Pero, seamos realistas: el vidrio aún puede romperse. Por eso añadimos un escudo físico que captura los fragmentos en caso de rotura. De esta manera, sus obleas permanecen limpias y pueden seguir utilizándose.
Manejando el calor
Las lámparas de alta potencia se calientan enormemente. Si la refrigeración no está bien ajustada, los extremos de la lámpara se sobrecalientan y los sellos fallan. Es un problema común.

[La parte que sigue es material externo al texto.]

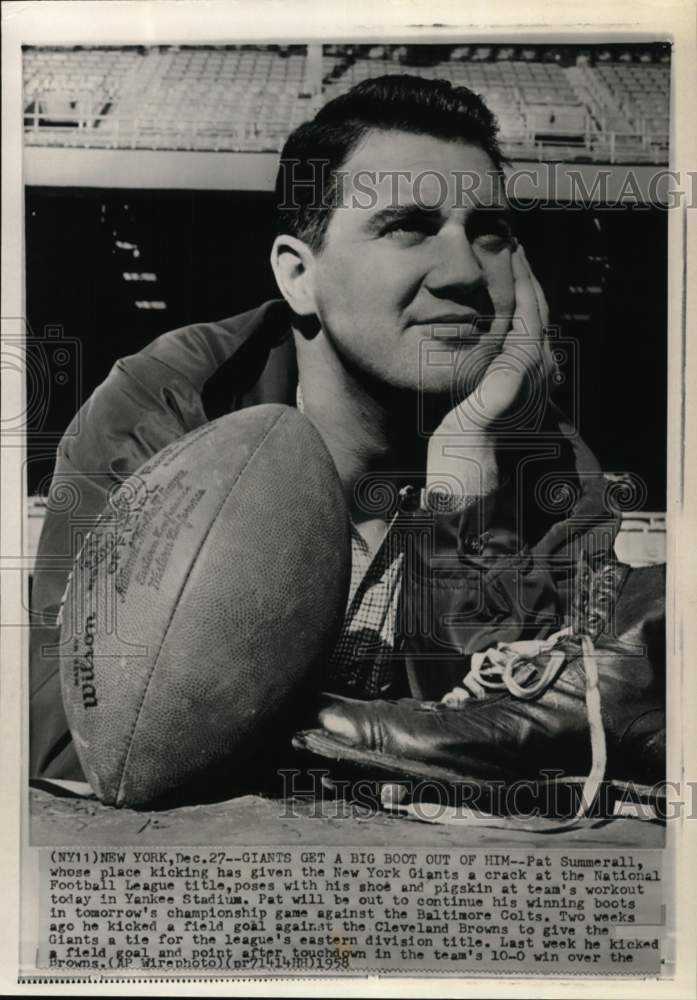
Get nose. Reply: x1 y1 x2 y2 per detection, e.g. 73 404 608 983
425 226 486 301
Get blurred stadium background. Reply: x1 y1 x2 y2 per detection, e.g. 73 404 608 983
24 44 670 564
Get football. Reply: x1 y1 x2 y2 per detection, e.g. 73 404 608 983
60 405 350 808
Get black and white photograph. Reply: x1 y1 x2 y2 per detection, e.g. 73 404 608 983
2 4 694 996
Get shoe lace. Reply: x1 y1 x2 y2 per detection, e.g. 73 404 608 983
442 626 607 832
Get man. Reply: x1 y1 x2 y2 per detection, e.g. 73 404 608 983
32 76 663 800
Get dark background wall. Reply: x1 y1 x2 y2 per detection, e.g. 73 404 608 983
26 188 667 510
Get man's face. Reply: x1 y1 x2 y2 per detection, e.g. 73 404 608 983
314 131 515 394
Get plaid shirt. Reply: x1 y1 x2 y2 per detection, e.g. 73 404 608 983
296 384 404 698
328 522 404 698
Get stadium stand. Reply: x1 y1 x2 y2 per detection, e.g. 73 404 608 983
24 45 670 163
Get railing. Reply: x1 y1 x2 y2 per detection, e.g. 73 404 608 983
24 100 668 164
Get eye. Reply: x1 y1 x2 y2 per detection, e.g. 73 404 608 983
467 212 513 253
382 215 438 244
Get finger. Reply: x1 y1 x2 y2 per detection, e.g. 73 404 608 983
380 782 409 809
518 243 549 326
511 248 542 340
519 244 559 378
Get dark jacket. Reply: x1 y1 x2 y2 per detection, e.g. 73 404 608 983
30 301 617 779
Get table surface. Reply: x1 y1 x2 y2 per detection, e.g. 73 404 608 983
29 788 665 850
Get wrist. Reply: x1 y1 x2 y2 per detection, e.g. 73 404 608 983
426 434 499 497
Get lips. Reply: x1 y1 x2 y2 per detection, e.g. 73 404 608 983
419 312 479 326
415 313 483 344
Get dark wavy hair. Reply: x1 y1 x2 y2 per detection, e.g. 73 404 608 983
276 74 506 251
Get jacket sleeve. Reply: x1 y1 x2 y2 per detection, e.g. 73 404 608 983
29 352 205 780
401 483 616 700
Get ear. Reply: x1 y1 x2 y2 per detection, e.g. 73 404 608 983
271 236 316 316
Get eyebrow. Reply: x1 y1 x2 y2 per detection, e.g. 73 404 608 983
366 204 513 234
366 204 442 233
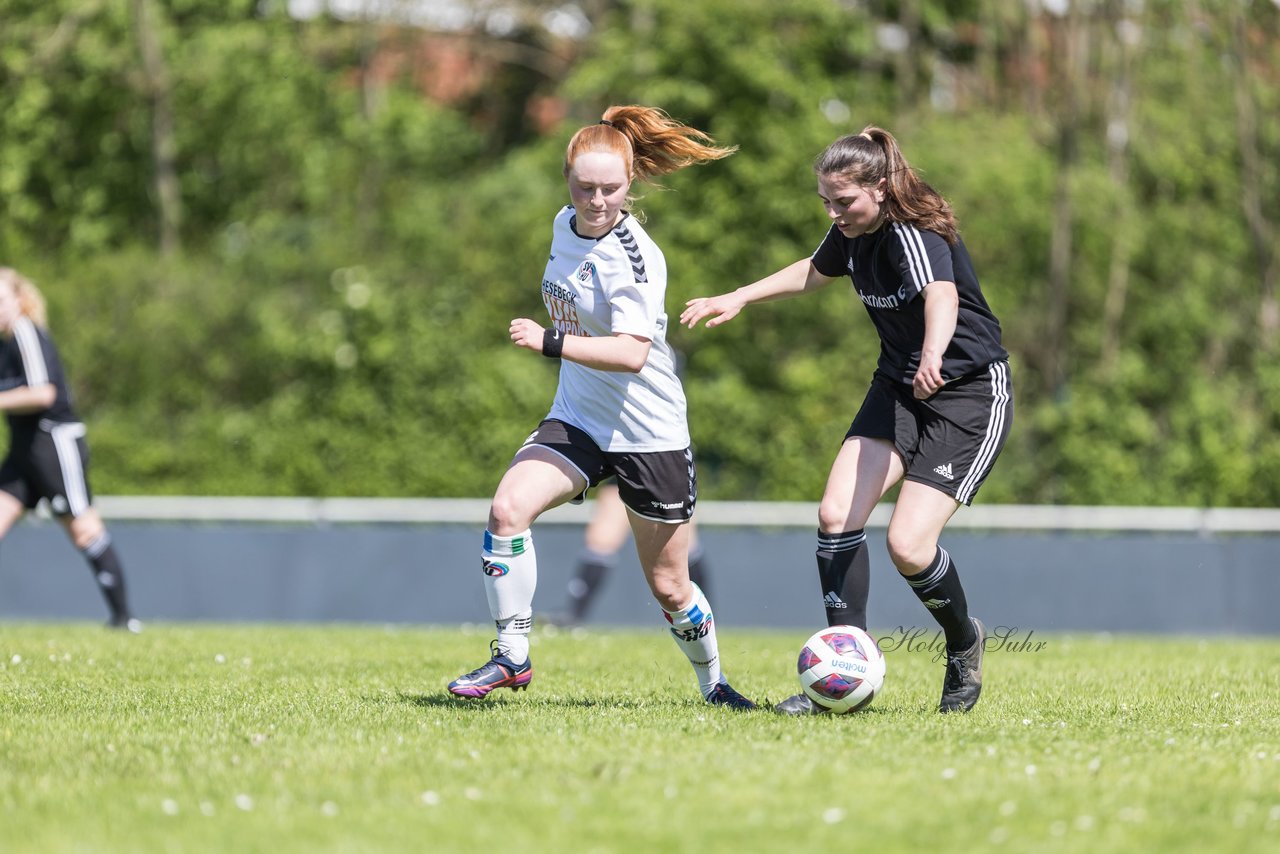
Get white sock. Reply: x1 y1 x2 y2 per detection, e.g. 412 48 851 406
480 531 538 665
663 584 722 697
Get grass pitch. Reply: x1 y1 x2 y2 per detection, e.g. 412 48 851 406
0 624 1280 853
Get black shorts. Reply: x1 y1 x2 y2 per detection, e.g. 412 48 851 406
524 419 698 524
0 421 93 519
845 361 1014 504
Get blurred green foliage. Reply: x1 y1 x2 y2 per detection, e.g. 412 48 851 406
0 0 1280 506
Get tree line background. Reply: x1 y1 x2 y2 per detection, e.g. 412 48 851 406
0 0 1280 506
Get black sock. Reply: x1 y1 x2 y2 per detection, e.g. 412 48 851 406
568 551 613 622
904 545 978 653
817 530 872 629
689 543 712 599
81 531 133 622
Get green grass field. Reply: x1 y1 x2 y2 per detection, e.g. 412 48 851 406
0 624 1280 851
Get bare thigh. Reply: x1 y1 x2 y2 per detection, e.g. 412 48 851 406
584 483 631 554
818 435 906 534
888 480 960 576
630 513 694 611
489 446 586 536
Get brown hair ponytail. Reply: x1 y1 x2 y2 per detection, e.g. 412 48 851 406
564 105 737 181
813 125 960 243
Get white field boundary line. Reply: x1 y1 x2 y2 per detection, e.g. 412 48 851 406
87 495 1280 534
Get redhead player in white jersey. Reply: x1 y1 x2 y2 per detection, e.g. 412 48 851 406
449 106 755 711
680 127 1014 714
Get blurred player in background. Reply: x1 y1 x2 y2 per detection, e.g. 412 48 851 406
449 106 754 709
553 478 710 626
680 127 1014 714
0 268 142 632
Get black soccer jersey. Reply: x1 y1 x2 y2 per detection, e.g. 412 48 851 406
0 318 78 442
812 222 1009 383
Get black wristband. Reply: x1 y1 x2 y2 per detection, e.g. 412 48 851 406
543 328 564 359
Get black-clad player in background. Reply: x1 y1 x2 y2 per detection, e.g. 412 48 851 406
680 127 1014 714
0 268 142 632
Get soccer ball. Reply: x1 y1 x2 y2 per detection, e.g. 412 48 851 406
796 626 884 714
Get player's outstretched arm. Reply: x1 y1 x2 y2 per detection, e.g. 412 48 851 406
680 259 832 329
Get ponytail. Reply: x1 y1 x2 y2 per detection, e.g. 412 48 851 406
564 105 737 181
0 266 49 326
813 125 960 243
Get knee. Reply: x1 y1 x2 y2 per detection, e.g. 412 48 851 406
67 512 106 551
886 528 938 575
818 495 850 534
489 493 534 536
653 575 694 611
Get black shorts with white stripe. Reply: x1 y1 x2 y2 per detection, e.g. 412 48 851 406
0 420 93 517
845 361 1014 504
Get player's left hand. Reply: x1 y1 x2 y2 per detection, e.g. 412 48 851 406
911 355 946 401
509 318 545 353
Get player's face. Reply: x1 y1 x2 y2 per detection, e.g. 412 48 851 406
818 175 884 237
0 282 22 332
568 151 631 237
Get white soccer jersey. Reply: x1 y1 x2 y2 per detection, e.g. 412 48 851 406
543 206 690 452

Hemos resuelto esto con sellos especiales que permiten que el vidrio se expanda sin perder su estado de vacío. Hemos sometido estos sellos a miles de ciclos de funcionamiento para asegurarnos de que sean eficaces en la práctica.
El compromiso necesario
La realidad es que ningún escudo es 100% transparente. Por eso, habrá una pequeña pérdida en la transferencia de calor. Pero no pretendemos que eso no exista. En lugar de eso, ajustamos la potencia de la lámpara para compensar esa pérdida. Así, sigue logrando la temperatura adecuada para el proceso de curado, pero con la tranquilidad de saber que una rotura no arruinará todo.
Manteniendolo simple
Hemos mantenido el tamaño de las lámparas reducido. Cuando una lámpara llegue al final de su vida útil, basta con reemplazarla. No es necesario pasar horas recalibrando toda la zona de calefacción.
Un consejo rápido: asegúrese de que los conectores estén bien ajustados. Los cables sueltos causan arcadas eléctricas, y en un entorno industrial, eso es una de las causas más rápidas de daño en las lámparas. Es algo simple, pero marca una gran diferencia.